Long-term survival in a rodent brain tumor model by bradykinin-enhanced intra-arterial delivery of a therapeutic herpes simplex virus vector.

Recently, it was demonstrated that bradykinin (BK) enhances intracarotid delivery of herpes simplex virus type I (HSV) vectors to rat brain tumors, and that gene transfer takes place predominantly in the tumor periphery. The aim of the present study was to apply these findings to the treatment of experimental rat brain tumors. The HSV mutant, hrR3, which is disrupted in the ribonucleotide reductase gene, was injected intra-arterially with titers of 1 x 10(8), 1 X 10(9), and 1 x 10(10) plaque-forming units (pfu) both with and without BK into Fischer 344 rats with intracerebral, syngeneic 9L tumors.

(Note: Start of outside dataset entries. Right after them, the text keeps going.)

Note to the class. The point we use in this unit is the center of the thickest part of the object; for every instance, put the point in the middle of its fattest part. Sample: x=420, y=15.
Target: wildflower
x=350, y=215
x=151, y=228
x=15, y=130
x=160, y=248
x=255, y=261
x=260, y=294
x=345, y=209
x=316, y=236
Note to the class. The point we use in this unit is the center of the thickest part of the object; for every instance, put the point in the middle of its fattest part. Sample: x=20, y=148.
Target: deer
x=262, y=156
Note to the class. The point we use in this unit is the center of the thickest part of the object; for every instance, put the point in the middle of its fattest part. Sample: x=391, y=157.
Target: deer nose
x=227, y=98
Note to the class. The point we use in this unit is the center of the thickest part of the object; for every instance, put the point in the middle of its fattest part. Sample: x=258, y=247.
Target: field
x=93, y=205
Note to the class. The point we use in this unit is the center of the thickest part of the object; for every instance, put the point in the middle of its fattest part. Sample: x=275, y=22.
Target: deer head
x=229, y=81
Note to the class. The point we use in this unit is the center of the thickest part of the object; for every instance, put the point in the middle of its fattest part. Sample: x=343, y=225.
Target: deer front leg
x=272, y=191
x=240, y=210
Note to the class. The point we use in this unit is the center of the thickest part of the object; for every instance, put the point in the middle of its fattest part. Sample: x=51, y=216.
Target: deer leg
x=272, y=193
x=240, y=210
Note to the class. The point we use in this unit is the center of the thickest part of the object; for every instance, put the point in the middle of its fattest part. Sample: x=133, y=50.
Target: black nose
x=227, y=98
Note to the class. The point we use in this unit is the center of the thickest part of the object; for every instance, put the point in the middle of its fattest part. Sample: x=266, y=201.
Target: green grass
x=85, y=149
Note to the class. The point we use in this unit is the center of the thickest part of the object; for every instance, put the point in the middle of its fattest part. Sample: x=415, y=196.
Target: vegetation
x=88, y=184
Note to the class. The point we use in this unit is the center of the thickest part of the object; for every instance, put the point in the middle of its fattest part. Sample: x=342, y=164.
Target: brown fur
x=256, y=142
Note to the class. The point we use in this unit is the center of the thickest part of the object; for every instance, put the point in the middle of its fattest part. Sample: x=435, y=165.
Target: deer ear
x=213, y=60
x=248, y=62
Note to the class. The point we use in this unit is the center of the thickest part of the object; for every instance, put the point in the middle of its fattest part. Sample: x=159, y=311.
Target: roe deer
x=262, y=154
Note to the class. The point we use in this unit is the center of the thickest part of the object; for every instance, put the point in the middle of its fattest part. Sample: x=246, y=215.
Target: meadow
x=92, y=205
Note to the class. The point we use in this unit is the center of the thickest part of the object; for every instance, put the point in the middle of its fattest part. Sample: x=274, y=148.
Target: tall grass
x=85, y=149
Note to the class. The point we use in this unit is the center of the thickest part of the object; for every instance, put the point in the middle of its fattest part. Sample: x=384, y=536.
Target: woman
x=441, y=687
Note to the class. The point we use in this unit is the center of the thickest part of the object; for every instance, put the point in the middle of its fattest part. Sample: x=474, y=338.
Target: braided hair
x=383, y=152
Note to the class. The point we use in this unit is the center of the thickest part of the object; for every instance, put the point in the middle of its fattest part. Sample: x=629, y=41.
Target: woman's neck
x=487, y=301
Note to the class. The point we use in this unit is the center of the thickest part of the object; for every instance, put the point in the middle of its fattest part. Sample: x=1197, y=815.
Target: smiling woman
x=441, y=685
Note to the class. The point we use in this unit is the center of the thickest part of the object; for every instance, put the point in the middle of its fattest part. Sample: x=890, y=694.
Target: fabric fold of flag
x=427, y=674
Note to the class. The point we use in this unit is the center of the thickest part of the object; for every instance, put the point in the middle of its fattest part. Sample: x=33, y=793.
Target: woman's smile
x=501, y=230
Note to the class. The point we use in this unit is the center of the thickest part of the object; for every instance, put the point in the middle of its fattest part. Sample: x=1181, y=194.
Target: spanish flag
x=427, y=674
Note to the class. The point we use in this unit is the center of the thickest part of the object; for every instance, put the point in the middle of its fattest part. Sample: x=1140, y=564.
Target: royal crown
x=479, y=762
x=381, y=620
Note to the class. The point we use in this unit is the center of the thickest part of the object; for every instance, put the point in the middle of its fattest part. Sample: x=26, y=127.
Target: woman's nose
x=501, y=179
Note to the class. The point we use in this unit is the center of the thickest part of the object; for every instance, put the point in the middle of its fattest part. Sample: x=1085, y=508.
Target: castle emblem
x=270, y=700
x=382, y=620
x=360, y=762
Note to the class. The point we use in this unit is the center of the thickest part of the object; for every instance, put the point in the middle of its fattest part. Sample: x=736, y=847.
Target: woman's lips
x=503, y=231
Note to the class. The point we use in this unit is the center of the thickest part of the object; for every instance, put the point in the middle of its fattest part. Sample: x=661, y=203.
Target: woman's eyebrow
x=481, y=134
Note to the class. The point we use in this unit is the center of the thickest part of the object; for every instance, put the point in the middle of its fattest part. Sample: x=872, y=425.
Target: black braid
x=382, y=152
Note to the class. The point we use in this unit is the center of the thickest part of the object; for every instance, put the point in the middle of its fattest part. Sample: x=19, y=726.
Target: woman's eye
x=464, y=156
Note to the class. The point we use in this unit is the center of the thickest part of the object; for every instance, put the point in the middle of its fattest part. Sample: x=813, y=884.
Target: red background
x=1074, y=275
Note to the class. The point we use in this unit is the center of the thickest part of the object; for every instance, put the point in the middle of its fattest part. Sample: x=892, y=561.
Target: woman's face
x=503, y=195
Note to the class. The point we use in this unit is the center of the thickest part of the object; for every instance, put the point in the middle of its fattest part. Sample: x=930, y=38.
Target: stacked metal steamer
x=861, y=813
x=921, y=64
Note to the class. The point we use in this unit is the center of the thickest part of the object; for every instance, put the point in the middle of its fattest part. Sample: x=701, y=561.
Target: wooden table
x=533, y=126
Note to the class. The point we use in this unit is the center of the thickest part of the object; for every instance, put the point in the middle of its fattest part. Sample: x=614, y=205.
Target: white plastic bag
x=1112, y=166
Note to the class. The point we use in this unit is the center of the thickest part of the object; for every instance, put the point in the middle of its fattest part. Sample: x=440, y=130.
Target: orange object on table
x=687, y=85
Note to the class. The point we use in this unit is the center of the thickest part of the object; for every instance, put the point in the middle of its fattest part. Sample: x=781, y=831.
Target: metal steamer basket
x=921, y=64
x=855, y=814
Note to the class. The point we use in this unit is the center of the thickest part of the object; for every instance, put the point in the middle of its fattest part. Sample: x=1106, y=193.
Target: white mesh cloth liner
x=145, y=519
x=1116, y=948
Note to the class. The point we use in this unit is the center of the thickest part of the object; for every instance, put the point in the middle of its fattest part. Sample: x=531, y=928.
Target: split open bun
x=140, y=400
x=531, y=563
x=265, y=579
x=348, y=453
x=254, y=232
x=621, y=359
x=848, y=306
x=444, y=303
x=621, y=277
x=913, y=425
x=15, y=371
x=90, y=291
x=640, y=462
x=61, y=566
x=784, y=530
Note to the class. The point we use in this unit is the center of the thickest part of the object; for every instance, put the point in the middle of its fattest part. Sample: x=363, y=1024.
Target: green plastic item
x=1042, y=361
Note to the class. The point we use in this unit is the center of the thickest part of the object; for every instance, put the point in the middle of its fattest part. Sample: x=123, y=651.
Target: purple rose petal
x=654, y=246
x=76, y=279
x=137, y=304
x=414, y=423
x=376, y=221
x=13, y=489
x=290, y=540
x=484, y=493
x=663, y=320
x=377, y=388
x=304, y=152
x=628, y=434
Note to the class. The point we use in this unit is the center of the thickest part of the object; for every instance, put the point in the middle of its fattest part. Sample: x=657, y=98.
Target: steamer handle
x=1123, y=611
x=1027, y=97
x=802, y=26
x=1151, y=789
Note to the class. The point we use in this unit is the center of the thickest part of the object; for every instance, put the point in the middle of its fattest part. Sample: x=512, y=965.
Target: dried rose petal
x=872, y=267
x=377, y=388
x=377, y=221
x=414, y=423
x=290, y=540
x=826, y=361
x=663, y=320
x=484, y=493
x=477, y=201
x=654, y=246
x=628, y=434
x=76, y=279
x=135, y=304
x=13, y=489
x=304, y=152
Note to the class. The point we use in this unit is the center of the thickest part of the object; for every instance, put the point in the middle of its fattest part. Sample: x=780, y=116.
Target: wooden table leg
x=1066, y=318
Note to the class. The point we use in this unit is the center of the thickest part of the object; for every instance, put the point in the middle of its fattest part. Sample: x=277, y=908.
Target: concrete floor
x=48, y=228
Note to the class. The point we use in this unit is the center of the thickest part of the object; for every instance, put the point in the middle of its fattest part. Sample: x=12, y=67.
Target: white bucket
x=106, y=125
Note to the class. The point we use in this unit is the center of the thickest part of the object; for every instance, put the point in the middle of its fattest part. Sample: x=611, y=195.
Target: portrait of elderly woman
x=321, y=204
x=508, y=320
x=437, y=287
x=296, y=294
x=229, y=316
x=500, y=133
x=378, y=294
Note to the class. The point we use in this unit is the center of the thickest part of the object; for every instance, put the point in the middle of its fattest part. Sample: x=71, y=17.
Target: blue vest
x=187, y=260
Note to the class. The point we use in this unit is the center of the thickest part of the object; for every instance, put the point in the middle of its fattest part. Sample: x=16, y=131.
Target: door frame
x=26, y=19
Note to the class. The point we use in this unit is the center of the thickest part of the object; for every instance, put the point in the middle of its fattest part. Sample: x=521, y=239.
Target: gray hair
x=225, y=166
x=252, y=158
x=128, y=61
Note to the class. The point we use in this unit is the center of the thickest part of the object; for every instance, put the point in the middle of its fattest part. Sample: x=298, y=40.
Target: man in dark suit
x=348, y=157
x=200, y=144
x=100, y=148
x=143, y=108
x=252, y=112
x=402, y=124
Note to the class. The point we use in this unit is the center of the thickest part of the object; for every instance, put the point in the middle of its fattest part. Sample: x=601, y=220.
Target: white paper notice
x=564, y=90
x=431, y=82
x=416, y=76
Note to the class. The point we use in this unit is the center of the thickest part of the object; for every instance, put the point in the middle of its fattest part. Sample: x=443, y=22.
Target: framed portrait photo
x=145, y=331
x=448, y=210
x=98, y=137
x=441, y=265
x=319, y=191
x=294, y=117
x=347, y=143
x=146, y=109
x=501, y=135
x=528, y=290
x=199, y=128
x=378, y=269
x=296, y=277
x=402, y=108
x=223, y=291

Starting on day 3 after vector administration, animals were treated by intraperitoneal injection of 60 mg/kg/day ganciclovir (GCV) or placebo. 1 x 10(10) pfu hrR3 in combination with BK and GCV treatment was able to eradicate tumors in 80% of the animals; 1 x 10(9) pfu cured 40% of the rats, and 1 x 10(8) pfu achieved an extension of survival time but no tumor cures. Control groups had 100% mortality within 30 days after injection of tumor cells, with the exception of the group with injection of 1 x 10(10) pfu of virus and GCV treatment, which had one long-term survivor. No apparent complications of this novel type of brain tumor gene therapy were encountered. In conclusion, intra-arterial injection of attenuated HSV vectors with blood-tumor barrier modification and subsequent systemic GCV application appears to be a promising approach for the treatment of malignant brain tumors.